One inconsequential disadvantage of lyrics, then, is that you make an effort to interpret a meaning, and sometimes the words don’t quite match what you feel inside. Emphatic gestures can become fleeting saccharine; blissed out exhortations can turn to mushy aversions. The bill-totalling of alienation from lyricism, especially in Folk, turns the culture of listener-perceived wordplay into a freakishly forgetful, flirtation-only orgy, propelling itself into no-man’s land, barren and bleak imaginatively. But there’s perpetuity in life when lucky; a middle ground between these polarities, and Metal Alvin’s self-titled folky cassette is about as nourishing as this theory can get.
Metal Alvin is Molly Donahue, a female musician raised in a small town on the northwestern shores of Michigan. In the last ten years she acclimatised to NYC, a wholly different type of living existentialism. With that transference of ‘free spirit’ to cosmopolitan scrit, she’s traced a line of longing back to where she used to inhabit; involved with the natural camber, and this comes across in her lyrics. The vocally arched/analogous mixture to the instrumentation she brings with her: acoustic guitar, electric guitar, violin expertise by way of Halifax Pier’s Jamie Reeder, and drums on “La Huesera” courtesy of Yeasayer’s Jason Trammell, works to her advantage as she carries and cajoles all timbral insides.
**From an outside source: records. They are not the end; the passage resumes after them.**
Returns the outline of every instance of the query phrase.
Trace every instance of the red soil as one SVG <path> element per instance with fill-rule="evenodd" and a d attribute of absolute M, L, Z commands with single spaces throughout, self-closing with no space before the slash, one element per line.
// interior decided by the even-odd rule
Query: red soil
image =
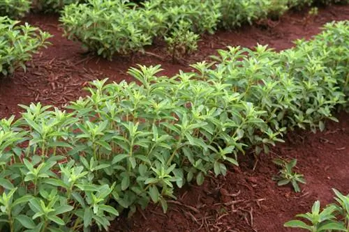
<path fill-rule="evenodd" d="M 319 33 L 319 28 L 327 22 L 349 20 L 349 6 L 320 8 L 318 15 L 309 22 L 304 20 L 306 12 L 290 13 L 280 21 L 263 22 L 233 32 L 205 35 L 198 52 L 177 64 L 165 56 L 161 44 L 147 48 L 149 54 L 135 56 L 133 60 L 117 57 L 107 61 L 87 56 L 79 43 L 62 37 L 58 16 L 31 15 L 24 20 L 54 35 L 50 39 L 53 45 L 34 56 L 27 72 L 19 70 L 12 79 L 0 80 L 0 118 L 18 114 L 18 104 L 41 102 L 61 106 L 85 95 L 82 87 L 96 78 L 130 81 L 126 72 L 137 63 L 161 64 L 165 69 L 163 74 L 172 75 L 179 69 L 188 70 L 188 63 L 207 59 L 216 49 L 227 45 L 253 47 L 260 43 L 284 49 L 292 47 L 295 39 L 309 38 Z M 241 157 L 240 167 L 230 167 L 226 176 L 208 177 L 202 186 L 179 190 L 177 201 L 169 204 L 166 215 L 160 206 L 150 206 L 131 219 L 121 217 L 113 223 L 112 231 L 291 231 L 283 224 L 295 214 L 308 211 L 316 199 L 329 202 L 332 187 L 344 194 L 349 192 L 348 115 L 339 114 L 340 123 L 329 123 L 322 133 L 289 134 L 285 144 L 279 144 L 270 155 L 260 157 L 255 171 L 253 160 L 246 155 Z M 278 187 L 272 180 L 278 171 L 272 160 L 278 156 L 298 159 L 297 171 L 307 180 L 302 185 L 301 193 L 294 193 L 289 187 Z"/>

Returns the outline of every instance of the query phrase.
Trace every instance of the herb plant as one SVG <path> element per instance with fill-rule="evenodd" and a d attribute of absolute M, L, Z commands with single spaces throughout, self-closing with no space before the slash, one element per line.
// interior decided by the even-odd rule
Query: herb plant
<path fill-rule="evenodd" d="M 25 70 L 25 62 L 40 47 L 46 47 L 51 36 L 28 24 L 0 17 L 0 77 L 12 74 L 18 68 Z"/>
<path fill-rule="evenodd" d="M 225 174 L 245 148 L 323 129 L 346 103 L 348 31 L 329 24 L 281 53 L 230 47 L 172 77 L 132 68 L 137 83 L 94 81 L 64 110 L 22 106 L 0 121 L 0 230 L 89 231 L 150 202 L 166 211 L 176 187 Z"/>
<path fill-rule="evenodd" d="M 29 0 L 1 0 L 0 16 L 21 17 L 29 11 L 31 1 Z"/>
<path fill-rule="evenodd" d="M 161 16 L 133 6 L 126 1 L 90 0 L 66 6 L 61 20 L 69 39 L 111 59 L 115 53 L 130 54 L 151 44 Z"/>
<path fill-rule="evenodd" d="M 85 2 L 85 0 L 33 0 L 33 7 L 36 10 L 58 12 L 65 6 L 75 3 Z"/>
<path fill-rule="evenodd" d="M 297 164 L 297 160 L 294 159 L 288 162 L 281 159 L 276 159 L 273 160 L 274 163 L 282 167 L 279 174 L 274 178 L 274 180 L 278 181 L 278 185 L 285 185 L 289 183 L 292 184 L 293 190 L 296 192 L 301 191 L 298 183 L 305 184 L 306 181 L 302 174 L 293 172 L 292 169 Z"/>
<path fill-rule="evenodd" d="M 311 212 L 296 215 L 307 220 L 310 224 L 300 220 L 285 223 L 286 227 L 300 228 L 311 232 L 349 231 L 349 195 L 344 196 L 333 189 L 337 203 L 331 204 L 320 210 L 320 203 L 316 201 Z"/>
<path fill-rule="evenodd" d="M 181 21 L 178 26 L 170 36 L 165 37 L 165 40 L 168 43 L 168 50 L 172 55 L 172 61 L 198 49 L 199 35 L 191 31 L 188 23 L 184 21 Z"/>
However this is more than indie-finite folk. Molly knocks on the doors of choral, glitch and Chris Watson-esque field recordings, like the owls hooting on opener “Water Silver”, but also the bossy ritualistic codas of fellow American duo Pocahaunted through “Roar”. It sounds like she’s tracking journey out of her home town, having influences then conflated in a coffee blender. She’s restless, never settling into a certain style, anointed by tints of “Spooky”-era Dusty Springfield (“Moon”), a less avant-pegging Joanna Newsom (“At Bay”), and an also less sprightly Bjork (“La Huesera”), where she prolongs pressure to the middle of syllables, then strings them out in wispy caffeine clouds, sprung from a desire to go the extra mile. The conglomerate of these styles and artistic comparisons arrives on ninth song “Body”, a head-noddingly hypnotic pouring out of emotion; “I’m trusting as they come / I leave you all alone / With my words, my love, my bones / And my body”, always bittersweet to the Nth degree. That quality arises from the displaced irony in the lyrics – we return to the two to one alchemic recipe theory.
Molly’s lyrics evoke another potential catalyst that only she and her album mates know properly – a building of alchemy could be referencing a marriage, but this multidimensional roulette wheel inconsequentiality is only folklore, not necessary to Folk glory. Granted, we all like to obtain context now and then if work moves us, though to me, the mystique is part of the hard-won appeal. You can use “Metal Alvin” to soundtrack marriages of any kind: feet to car, drive to job, job to end of job…you get the idea. However, it’s definitely a forward-thinking lyrical propulsion that’s present throughout, and this specialises the cassette as a special type of soundtrack. As for the instruments, they are more props for the lyrics than standalone passages in their own right, but that’s not to say they aren’t alluring. Indeed, texturally the guitar diverts under two wirings: gentle acoustic strumming, and distorted, fuzzy electric ash clouds. Violin cycles in a narrow pathway, slipstreaming nothing but thin air. Emphasis wholesale is brittle due to a certain rigidity in the wordplay overimposing it.
“Rain And Shine” concludes this intriguing narrative with Will Donahue and a baby singing the cover implied. “You’ll never know dear, how much I love you / Please don’t take my sunshine away” reinforces my inclin that this is a symbiotic narrative – travel and connectivity, exit and entry to worlds anew. “Metal Alvin” really shines nevertheless due to its consequentiality in lyrics and any inconsequentialities from that symbiosis. Released 21st February 2012 in an edition of 66 cassettes, act fast to secure consequential satisfaction if you’re anywhere near interested in the finer aspects of Folk chronology.